Recent work from our group shows that there is a linear correspondence between the 1000-500 hPa column warming in the Arctic in winter and the increase in the Siberian High Index (SHI) in a variety of climate model experiments, such as forced 1) with sea-ice loss (both in atmosphere-only and coupled models) and 2) by nudging the temperature variability in the atmospheric column of the high Arctic to projected temperature variability from future states of the ensemble mean of CESM1-LENS (without any other forcing). We also included an ensemble of AMIP experiments (forced by chronology of SST and sea-ice) as well as AMIP experiments with the addition of nudging the high-Arctic temperature variability in the atmospheric column to that from reanalysis.
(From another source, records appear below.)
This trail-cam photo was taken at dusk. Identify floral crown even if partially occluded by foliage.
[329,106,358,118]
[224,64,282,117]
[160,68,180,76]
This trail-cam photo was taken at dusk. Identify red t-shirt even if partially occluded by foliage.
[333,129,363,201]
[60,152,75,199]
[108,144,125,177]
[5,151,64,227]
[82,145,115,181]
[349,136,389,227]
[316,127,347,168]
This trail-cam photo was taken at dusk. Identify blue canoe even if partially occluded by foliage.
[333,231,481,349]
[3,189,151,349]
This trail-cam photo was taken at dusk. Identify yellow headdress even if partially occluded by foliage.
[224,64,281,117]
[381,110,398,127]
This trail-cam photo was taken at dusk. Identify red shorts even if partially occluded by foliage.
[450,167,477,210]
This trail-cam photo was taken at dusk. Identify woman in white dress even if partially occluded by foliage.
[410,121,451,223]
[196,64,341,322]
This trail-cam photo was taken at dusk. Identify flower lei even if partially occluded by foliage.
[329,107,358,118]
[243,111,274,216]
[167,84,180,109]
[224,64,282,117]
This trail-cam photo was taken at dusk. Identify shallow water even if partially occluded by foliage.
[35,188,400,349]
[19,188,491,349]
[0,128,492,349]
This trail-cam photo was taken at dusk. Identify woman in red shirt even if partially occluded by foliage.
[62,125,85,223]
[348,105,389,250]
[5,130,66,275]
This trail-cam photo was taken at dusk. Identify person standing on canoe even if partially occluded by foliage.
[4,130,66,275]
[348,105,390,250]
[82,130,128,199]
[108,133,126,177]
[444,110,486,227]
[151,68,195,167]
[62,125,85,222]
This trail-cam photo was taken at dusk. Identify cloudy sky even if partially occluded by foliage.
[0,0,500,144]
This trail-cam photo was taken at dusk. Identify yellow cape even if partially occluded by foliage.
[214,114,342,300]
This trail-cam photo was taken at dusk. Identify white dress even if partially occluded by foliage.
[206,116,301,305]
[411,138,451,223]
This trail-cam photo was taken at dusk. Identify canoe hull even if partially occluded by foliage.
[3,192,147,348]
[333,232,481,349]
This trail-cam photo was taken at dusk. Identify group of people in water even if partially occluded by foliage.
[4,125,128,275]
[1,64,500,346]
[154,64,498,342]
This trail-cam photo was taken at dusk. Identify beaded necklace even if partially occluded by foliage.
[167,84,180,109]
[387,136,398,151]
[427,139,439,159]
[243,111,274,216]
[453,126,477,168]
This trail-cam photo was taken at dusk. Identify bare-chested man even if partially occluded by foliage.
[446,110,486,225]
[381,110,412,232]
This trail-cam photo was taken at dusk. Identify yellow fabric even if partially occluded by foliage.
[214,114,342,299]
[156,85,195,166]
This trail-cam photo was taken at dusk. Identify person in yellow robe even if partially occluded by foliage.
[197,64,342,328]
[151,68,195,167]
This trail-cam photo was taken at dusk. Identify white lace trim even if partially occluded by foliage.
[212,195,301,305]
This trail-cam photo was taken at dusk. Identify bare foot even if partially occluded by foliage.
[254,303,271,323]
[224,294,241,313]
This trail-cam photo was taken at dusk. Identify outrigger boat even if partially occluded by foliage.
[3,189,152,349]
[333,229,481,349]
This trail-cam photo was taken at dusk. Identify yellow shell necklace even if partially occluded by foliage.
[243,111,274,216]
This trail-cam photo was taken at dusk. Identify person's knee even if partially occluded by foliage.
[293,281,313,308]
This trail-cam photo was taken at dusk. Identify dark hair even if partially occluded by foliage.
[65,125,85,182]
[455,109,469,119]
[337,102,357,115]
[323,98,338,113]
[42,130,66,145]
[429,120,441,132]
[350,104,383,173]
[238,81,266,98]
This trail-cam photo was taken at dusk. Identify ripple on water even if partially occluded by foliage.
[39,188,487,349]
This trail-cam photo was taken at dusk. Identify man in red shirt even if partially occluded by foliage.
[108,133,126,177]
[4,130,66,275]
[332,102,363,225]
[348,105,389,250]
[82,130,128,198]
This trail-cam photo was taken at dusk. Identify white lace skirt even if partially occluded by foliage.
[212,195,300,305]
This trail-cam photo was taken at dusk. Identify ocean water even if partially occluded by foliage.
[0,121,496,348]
Only the pure AMIP ensemble is an outlier showing insignificant response in the SHI whereas when the nudging is included, the linear relation is strong. We have now included other PAMIP model experiments in Fig. 4 in Labe et al (2020) and they confirm the earlier result that sea-ice forcing by itself results in warming that is confined to the surface with little change in the Arctic mid-troposphere (~700 hPA) and thus little response in the SHI resulting in insignificant surface winter cooling in Eurasia. Similarly, SST warming outside the Arctic results in weak warming in the mid-troposphere Arctic and thus little change in the SH and weak Arctic-midlatitude teleconnection, albeit in an atmosphere-only model (AMIP).

Here we further explore the available large ensembles including PAMIP, the new collection of initial-condition large ensembles, and CMIP6 to examine connections between different variables, focusing on the connection between mid-tropospheric Arctic warming (T_700), the SHI, strength of the stratospheric polar vortex and the warming in the tropical upper troposphere. This will be supplemented with an analysis of the interannual variability in the seasonal evolution of these variables from late fall through winter. We expect that Arctic to midlatitude teleconnections are intermittent and the aim is to identify “windows of opportunity” when this connection is strong, followed by composite analysis for hypothesis testing. The long-term aim of this line of research is to supplement the data analysis with perturbation experiments to verify mechanisms.